Endlich öffnete sich die Tür, durch deren Spalt sofort ein gelber, affenartiger Pintscher laut aufbellend dem Freiherrn entgegenschoß; auf einen drohenden Ruf seines Herrn kroch er unter das Sofa, wo er leise nachknurrte.
„Ich muß sehr um Entschuldigung bitten, Exzellenz,“ sagte der Graf, indem er den erst halb eingeknöpften Uniformrock vollends schloß, „ich muß sehr um Entschuldigung bitten, daß ich Sie so lange habe warten lassen, aber ich war auf Ihren Besuch durchaus nicht vorbereitet — —.“ Seine Bewegungen waren hastig, unsicher und ließen Verlegenheit erkennen.
„Vielmehr muß ich Sie, Herr Graf, um Verzeihung bitten, daß ich zu so wenig geeigneter Stunde bei Ihnen erschienen bin —.“
„O, das hat gar nichts zu sagen“, unterbrach ihn der andere, während sich nun beide setzten. „Wir machen jetzt größere Übungen, die einigermaßen ermüdend sind — und da habe ich eine Stunde geschlafen —.“
„Nun, es war immerhin eine Störung — aber ich habe Ihnen eine dringende Mitteilung zu machen.“
„Eine dringende Mitteilung? Welcher Art, wenn ich fragen darf?“
„Dürfte ich mir vielleicht erlauben, jenes Fenster zu schließen?“ sagte der Freiherr nach einer kurzen Pause, indem er Miene machte, sich zu erheben.

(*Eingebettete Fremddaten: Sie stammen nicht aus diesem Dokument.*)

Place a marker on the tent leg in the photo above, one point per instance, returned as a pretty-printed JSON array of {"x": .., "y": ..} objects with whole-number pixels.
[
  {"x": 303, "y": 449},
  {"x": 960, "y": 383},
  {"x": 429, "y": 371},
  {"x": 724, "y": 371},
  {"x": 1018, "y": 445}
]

„O, sehr gern!“ rief der Graf und sprang zuvorkommend auf. „Exzellenz fürchten wahrscheinlich die Zugluft?“
„Nein. Ich fürchte nur, daß meine Mitteilung Erörterungen nach sich ziehen könnte, welche besser im Hofe nicht gehört werden.“
Der Graf zuckte zusammen. Er konnte kaum mehr im Zweifel sein, um was es sich handeln würde; jetzt aber hatte er auch sofort die vollständigste Fassung gewonnen. „Exzellenz treffen sehr seltsame Vorkehrungen“, sagte er kurz.